McTrot is an annual personal challenge to eat at every McDonald's in Manhattan, on foot, in one go. I've been doing this annually since 2022. Making a map has always been part of the tradition and this repo is about making a souped-up GIS one for 2026.
(I am more a student of McDonald's than a straight-ahead fan, and also use the company as a springboard to learn about finance, management, and supply chains at Hamburger Business Review.)
This repo contains tools for:
- downloading current McDonald's locations from their API
- researching and cataloging historical McDonald's locations from microfiche at NYPL
- making a map
- downloading geospatial layers from NYC Open Data
- massaging layers into Postgres views
- designing the map in QGIS
- computing a walking-distance cost matrix between every pair of locations by routing along sidewalk centerlines with pgRouting
- solving the TSP (travelling salesman problem) to find the shortest walking route that visits every location, using simulated annealing (
tsp.ipynb) - solving TSPTW (TSP with time windows) to find the shortest route at a given pace while making sure that they're all open when I get to them
- doing analysis on the TSPTW solutions per pace
This repository manages its external dependencies (gdal, postgres, jq, etc.) with devenv.sh.
The data dependencies of this map are listed in datapackage.json. Datapackage is a specification for documenting where data came from, how it's licensed, etc.
For some of these dependencies, you will need an account with NYC Open Data. Follow these steps:
- Copy the .env.example file to a new file named .env.

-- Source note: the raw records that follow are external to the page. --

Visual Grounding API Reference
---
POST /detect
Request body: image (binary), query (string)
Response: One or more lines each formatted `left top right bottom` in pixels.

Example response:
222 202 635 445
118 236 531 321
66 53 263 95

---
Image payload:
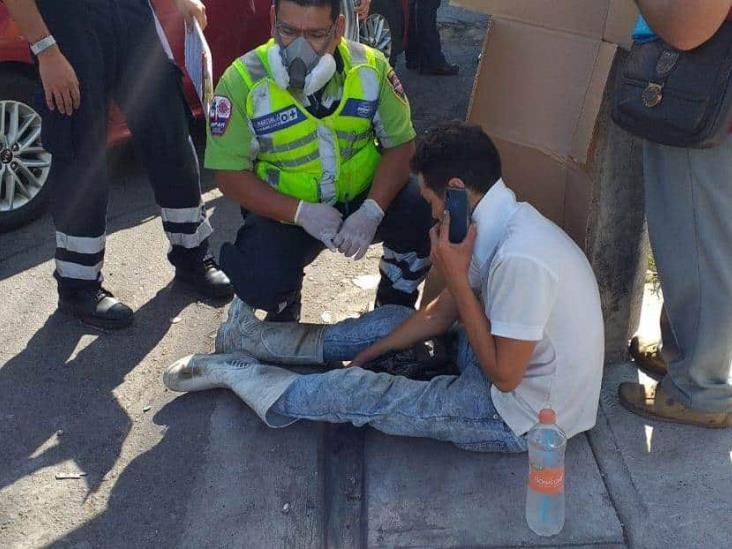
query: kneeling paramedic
206 0 431 321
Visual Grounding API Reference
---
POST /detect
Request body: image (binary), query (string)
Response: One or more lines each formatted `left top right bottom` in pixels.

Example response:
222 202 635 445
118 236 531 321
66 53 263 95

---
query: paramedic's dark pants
220 180 432 313
38 0 211 291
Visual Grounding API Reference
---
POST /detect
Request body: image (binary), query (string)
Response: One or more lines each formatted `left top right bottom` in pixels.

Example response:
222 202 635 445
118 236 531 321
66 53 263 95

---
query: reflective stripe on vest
235 40 380 204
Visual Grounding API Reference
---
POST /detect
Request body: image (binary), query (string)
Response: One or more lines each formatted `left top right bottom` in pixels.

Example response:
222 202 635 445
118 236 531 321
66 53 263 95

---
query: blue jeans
644 135 732 412
272 305 527 453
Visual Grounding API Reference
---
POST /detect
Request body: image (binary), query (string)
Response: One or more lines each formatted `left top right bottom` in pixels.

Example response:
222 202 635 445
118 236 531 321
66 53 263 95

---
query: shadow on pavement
50 391 220 547
0 284 200 493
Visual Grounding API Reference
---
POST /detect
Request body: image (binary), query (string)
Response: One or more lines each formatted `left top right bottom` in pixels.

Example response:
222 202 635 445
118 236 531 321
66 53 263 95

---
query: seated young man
164 122 603 452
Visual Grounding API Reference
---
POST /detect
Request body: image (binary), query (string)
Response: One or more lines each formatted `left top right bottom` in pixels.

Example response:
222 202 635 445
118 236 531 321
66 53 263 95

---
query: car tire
360 0 404 67
0 69 51 231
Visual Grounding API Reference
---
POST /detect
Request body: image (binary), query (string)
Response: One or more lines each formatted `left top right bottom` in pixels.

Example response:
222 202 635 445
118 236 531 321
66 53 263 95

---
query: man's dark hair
411 120 501 195
274 0 341 23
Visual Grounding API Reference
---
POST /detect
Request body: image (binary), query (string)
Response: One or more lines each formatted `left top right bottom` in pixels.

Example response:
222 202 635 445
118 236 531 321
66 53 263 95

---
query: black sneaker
264 299 302 322
58 287 132 330
175 257 234 298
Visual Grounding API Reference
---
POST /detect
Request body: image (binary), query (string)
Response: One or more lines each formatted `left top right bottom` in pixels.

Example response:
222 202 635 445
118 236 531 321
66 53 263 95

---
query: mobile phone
445 187 470 244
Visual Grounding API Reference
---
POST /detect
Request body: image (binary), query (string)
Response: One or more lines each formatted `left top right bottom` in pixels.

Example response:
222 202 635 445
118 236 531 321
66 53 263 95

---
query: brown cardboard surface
461 11 618 247
469 19 615 164
493 138 567 230
603 0 640 50
451 0 638 47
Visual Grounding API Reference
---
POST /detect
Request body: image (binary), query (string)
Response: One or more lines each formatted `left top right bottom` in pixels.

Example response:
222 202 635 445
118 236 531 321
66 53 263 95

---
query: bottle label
529 467 564 495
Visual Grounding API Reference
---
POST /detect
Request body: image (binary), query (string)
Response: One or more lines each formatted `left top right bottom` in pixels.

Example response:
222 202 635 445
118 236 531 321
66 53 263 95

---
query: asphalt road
0 8 494 547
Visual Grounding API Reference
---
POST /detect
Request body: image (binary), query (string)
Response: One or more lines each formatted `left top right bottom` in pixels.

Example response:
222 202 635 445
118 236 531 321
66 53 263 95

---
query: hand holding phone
445 187 470 244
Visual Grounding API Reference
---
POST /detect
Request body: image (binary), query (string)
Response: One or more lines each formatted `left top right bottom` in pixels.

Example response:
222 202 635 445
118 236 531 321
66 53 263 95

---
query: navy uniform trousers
220 178 432 313
37 0 212 292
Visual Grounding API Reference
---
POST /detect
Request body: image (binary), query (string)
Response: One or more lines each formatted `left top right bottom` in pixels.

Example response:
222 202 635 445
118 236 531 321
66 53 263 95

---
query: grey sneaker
214 297 262 354
215 298 326 365
163 354 257 393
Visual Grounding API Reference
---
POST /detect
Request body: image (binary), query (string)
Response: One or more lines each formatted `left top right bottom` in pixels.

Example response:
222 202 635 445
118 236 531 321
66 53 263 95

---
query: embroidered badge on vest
386 69 407 101
252 106 305 135
341 99 379 120
208 95 231 136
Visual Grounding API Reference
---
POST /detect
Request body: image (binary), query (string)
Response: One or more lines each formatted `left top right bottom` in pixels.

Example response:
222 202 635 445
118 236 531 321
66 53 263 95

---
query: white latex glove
175 0 208 30
333 198 384 260
295 200 343 252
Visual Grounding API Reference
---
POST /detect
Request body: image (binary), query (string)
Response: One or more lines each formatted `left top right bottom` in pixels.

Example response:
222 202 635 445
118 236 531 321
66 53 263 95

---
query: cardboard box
452 0 638 244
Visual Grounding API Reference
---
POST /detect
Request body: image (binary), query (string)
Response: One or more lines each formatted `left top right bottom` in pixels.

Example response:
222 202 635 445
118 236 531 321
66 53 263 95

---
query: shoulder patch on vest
386 69 407 102
208 95 231 136
252 105 305 135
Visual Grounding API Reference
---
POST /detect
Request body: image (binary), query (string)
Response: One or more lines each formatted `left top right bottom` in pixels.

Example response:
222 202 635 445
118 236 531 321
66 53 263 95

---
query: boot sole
174 274 234 299
58 304 133 330
618 390 732 429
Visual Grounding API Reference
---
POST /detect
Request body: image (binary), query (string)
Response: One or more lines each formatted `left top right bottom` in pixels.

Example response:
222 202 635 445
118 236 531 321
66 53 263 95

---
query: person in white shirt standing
164 122 604 452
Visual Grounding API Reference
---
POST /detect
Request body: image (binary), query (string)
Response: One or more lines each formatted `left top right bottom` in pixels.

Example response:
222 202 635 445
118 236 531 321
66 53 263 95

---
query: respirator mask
269 23 336 95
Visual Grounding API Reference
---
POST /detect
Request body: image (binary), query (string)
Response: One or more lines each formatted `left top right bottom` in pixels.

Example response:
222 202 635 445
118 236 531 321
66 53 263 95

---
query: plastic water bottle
526 408 567 536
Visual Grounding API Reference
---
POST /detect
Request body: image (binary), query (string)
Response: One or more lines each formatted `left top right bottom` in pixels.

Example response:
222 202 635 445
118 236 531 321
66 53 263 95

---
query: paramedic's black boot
58 287 132 330
175 257 234 299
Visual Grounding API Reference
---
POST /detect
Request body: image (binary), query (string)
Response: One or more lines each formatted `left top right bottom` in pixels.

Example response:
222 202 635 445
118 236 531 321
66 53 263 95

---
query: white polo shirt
470 180 604 437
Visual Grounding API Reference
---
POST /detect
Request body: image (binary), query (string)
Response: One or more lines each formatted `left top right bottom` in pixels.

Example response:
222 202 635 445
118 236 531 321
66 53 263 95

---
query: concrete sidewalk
167 286 732 548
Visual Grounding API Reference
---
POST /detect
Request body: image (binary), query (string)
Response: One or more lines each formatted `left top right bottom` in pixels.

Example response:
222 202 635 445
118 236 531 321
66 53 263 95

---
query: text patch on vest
341 99 379 120
252 105 305 135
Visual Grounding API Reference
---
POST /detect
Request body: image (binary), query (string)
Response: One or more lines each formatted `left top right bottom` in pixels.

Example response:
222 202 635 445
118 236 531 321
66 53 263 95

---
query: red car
0 0 409 230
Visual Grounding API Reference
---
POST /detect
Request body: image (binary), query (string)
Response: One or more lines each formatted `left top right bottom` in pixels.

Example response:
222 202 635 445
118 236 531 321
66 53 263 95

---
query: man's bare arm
636 0 732 50
216 171 299 223
5 0 81 116
351 290 458 366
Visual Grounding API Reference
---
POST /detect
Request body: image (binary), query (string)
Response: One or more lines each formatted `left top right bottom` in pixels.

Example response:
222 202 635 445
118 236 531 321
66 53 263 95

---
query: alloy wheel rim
0 100 51 213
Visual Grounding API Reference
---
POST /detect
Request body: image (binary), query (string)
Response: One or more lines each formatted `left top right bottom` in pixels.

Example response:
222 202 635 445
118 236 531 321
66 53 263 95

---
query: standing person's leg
621 136 732 426
221 213 324 321
38 2 132 329
115 0 232 297
414 0 459 76
376 179 432 307
404 0 421 70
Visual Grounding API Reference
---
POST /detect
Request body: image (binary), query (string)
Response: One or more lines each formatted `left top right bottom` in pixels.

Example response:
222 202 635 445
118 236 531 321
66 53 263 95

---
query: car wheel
360 0 403 66
0 72 51 230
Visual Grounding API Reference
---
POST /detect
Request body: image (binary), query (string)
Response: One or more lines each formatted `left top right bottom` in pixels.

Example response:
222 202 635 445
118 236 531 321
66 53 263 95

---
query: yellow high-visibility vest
234 39 381 204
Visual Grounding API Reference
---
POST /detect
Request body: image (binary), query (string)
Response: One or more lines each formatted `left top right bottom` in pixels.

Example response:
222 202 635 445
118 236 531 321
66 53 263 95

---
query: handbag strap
641 47 681 109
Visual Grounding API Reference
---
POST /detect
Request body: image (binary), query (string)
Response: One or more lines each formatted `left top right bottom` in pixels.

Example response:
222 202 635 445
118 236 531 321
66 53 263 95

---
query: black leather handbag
612 21 732 148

- Visit their sign up page and sign up.
- Verify your email address.
- Go to Developer Settings.
- Click the "Create new API Key" button. Give it a name.
- Fill in your .env file with your new API Key ID and Api Key Secret.

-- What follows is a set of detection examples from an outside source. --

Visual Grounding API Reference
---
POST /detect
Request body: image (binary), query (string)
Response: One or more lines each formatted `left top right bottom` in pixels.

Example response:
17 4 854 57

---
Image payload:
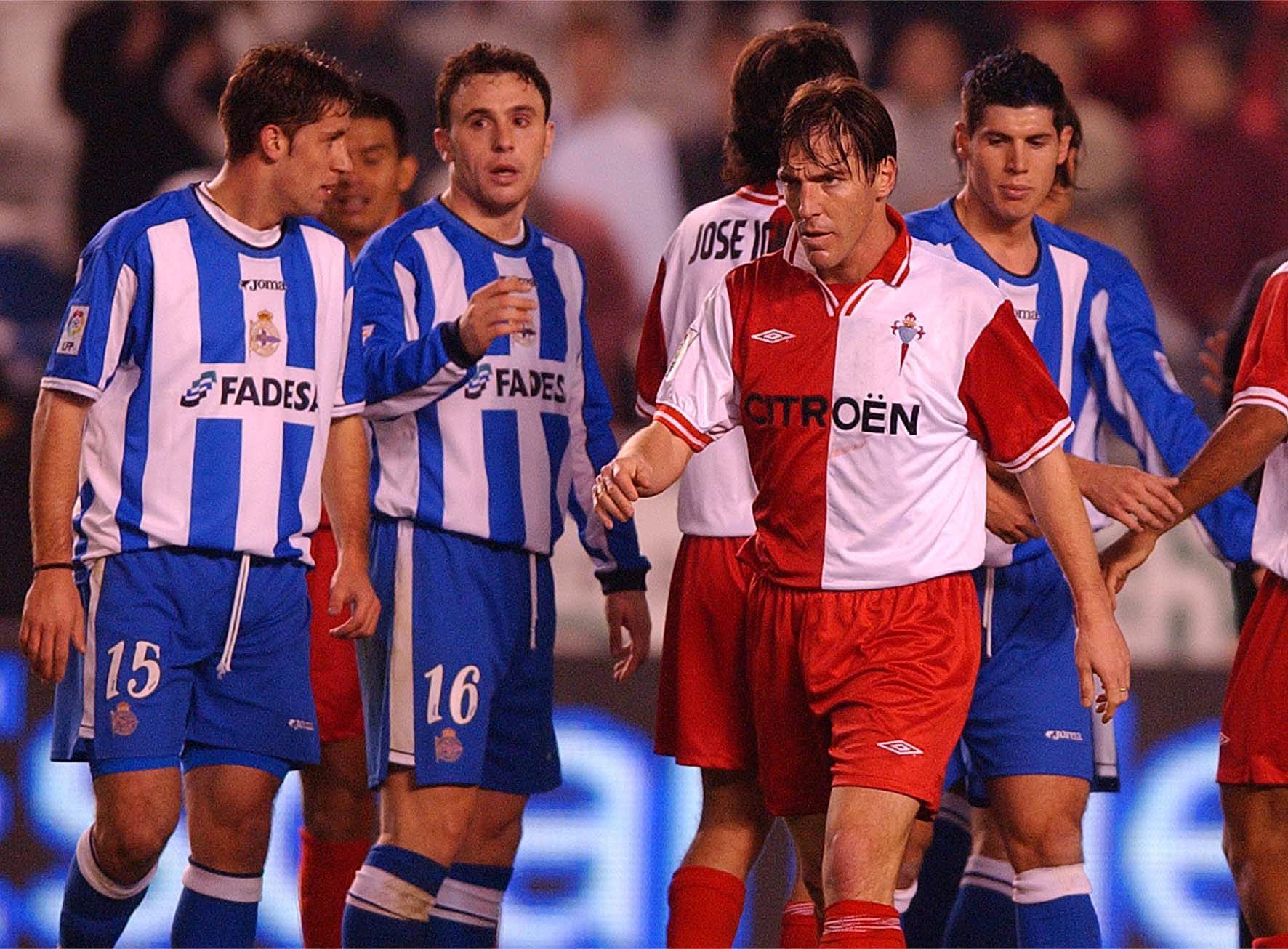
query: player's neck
206 161 286 230
818 202 898 283
439 184 528 243
953 185 1038 274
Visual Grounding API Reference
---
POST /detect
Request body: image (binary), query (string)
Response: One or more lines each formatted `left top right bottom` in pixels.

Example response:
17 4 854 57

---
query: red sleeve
957 300 1073 472
1230 270 1288 416
635 257 667 419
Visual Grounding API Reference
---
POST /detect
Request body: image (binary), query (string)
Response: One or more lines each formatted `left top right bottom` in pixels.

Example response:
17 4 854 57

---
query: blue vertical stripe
416 402 443 524
188 217 250 363
281 222 318 371
541 412 572 547
273 419 313 557
443 222 510 355
188 419 243 550
528 241 569 362
483 408 527 546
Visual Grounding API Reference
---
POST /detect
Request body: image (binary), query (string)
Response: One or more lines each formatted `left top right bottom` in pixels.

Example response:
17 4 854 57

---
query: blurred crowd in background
0 0 1288 615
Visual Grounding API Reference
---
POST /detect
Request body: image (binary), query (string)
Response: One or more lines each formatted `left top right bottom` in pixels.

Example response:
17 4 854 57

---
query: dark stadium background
0 0 1288 946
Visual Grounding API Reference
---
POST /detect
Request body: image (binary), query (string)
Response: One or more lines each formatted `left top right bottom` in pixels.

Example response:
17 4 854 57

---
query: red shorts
653 534 756 770
1216 572 1288 784
308 527 362 742
747 573 980 815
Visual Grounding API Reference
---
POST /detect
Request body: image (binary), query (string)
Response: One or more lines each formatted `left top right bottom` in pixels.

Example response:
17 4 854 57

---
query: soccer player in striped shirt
635 22 858 946
908 49 1255 946
342 42 649 945
22 45 380 946
596 78 1130 946
300 89 417 948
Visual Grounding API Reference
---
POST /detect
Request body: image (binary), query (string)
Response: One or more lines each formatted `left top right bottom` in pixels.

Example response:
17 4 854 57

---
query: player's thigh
379 766 479 867
300 735 376 841
988 774 1091 872
823 787 921 904
183 764 282 873
962 554 1093 806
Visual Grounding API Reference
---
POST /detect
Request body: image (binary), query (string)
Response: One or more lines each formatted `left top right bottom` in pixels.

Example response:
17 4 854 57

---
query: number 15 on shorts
425 663 479 725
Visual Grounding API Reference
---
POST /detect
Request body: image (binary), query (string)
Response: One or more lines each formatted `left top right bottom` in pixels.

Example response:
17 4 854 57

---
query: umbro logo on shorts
751 330 796 342
877 739 925 754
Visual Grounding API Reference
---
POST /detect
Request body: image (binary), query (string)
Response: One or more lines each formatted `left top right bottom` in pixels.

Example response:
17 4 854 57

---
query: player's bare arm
18 389 92 682
1100 405 1288 596
456 277 537 358
322 416 380 639
1019 449 1131 721
595 422 693 528
1069 455 1181 533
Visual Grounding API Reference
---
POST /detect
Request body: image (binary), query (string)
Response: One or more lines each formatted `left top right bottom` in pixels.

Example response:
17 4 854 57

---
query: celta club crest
112 702 139 738
434 729 465 764
250 310 282 357
890 313 926 372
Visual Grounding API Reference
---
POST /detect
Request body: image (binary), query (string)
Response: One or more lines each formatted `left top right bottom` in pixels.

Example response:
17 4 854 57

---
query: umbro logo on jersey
241 277 286 292
179 370 318 412
877 739 925 754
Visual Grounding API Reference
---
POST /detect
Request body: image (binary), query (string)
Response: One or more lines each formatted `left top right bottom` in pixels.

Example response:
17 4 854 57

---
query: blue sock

Once set up, fetch the data by running the fetch.py Python script.
Much of this project is concerned with loading data into Postgres, using views to filter what's relevant for McTrot, and bringing those views into QGIS for designing an actual map. Loading data directly into QGIS makes things too sluggish.

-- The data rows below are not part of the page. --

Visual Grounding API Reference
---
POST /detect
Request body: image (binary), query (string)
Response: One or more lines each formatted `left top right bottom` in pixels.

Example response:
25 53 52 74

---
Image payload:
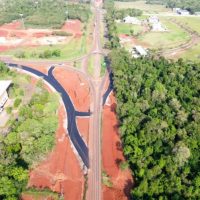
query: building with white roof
177 9 190 15
148 16 160 24
151 22 167 32
0 80 12 108
123 16 141 25
131 45 148 58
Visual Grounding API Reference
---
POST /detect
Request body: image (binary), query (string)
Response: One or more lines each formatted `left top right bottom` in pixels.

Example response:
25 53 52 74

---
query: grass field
115 1 171 14
117 23 143 35
139 17 190 49
1 37 88 60
172 17 200 33
179 44 200 62
0 15 92 60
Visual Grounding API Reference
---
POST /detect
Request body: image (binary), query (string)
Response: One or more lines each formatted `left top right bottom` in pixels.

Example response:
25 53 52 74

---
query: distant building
130 45 148 58
173 8 181 13
177 9 190 15
123 16 141 25
0 81 12 109
148 16 167 32
148 16 160 24
151 22 167 32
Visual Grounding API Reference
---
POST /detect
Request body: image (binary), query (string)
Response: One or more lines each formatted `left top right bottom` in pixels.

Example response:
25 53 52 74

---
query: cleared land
0 19 92 60
117 23 143 35
115 1 171 14
139 17 190 48
179 44 200 61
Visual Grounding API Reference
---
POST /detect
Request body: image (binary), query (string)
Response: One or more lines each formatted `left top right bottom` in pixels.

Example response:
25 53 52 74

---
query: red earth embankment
102 93 133 200
53 68 90 112
28 106 84 200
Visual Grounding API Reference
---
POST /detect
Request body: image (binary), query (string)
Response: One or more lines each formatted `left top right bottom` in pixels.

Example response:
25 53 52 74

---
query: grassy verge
22 188 61 200
88 56 95 76
102 171 113 188
180 44 200 61
172 17 200 33
100 57 106 77
139 17 190 49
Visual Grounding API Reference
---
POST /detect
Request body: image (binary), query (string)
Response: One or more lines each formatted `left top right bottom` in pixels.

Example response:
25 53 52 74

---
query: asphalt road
7 63 90 168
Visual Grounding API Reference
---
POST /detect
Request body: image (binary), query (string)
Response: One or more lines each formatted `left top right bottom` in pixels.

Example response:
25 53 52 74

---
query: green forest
110 49 200 200
146 0 200 13
115 8 142 20
0 63 58 200
0 0 90 28
105 0 200 200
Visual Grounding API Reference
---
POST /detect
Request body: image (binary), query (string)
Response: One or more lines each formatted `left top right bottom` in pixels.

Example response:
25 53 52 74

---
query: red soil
119 34 149 48
54 68 90 112
28 106 84 200
0 21 22 30
102 93 133 200
32 32 51 38
10 31 28 38
62 20 82 37
0 45 11 51
21 194 54 200
0 29 8 37
76 117 89 144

Start Postgres with Running Postgres from devenv is disabled because the pgrouting extension there is busted. Try Postgres.app if you're on a Mac. If you're not on a Mac, there are many other options. The main thing is you want a local server running on the default port.devenv up
Run devenv shell and then ./scripts/load.sh to set up the mctrot database, import data from data/, and make map-specific views.
Download and open QGIS, create a new project, open the Data Source Manager window and a new Postgres connection with these details:
- name: mctrot
- host: 127.0.0.1
- port: 5432
- database: mctrot
Choose tables to add into the project.
Route optimization happens in two phases: loading (above), then solving. The solve step reads from the database and writes results back to it.
Python dependencies are declared in pyproject.toml. To install them:
uv sync
Run one of the solve scripts to execute a notebook and write results to Postgres:
./scripts/solve_tsptw_single.sh
./scripts/solve_tsptw_multi.sh
Or open and run notebooks interactively with uv run jupyter lab.
After solving, run analysis scripts to derive summary tables from the results:
./scripts/create_tsptw_multi_route_segments.sh # sidewalk segments for each pace's route
./scripts/create_tsptw_multi_analytics.sh # per-pace analytics (length, total time, hours to close)
These depend on the solve having run first. The analytics script also prints a summary table to stdout.
To generate a PDF chart of the analytics:
uv run scripts/chart_tsptw_multi_analytics.py
This writes tsptw_multi_analytics.pdf to the project root with two line charts: route length and minimum hours to close, both by pace.
This GIS endeavor began in 2024 with the usual kind of Googling around for stuff. In 2026 I started using Claude pretty heavily to build on what's here and go on side quests like the route optimization.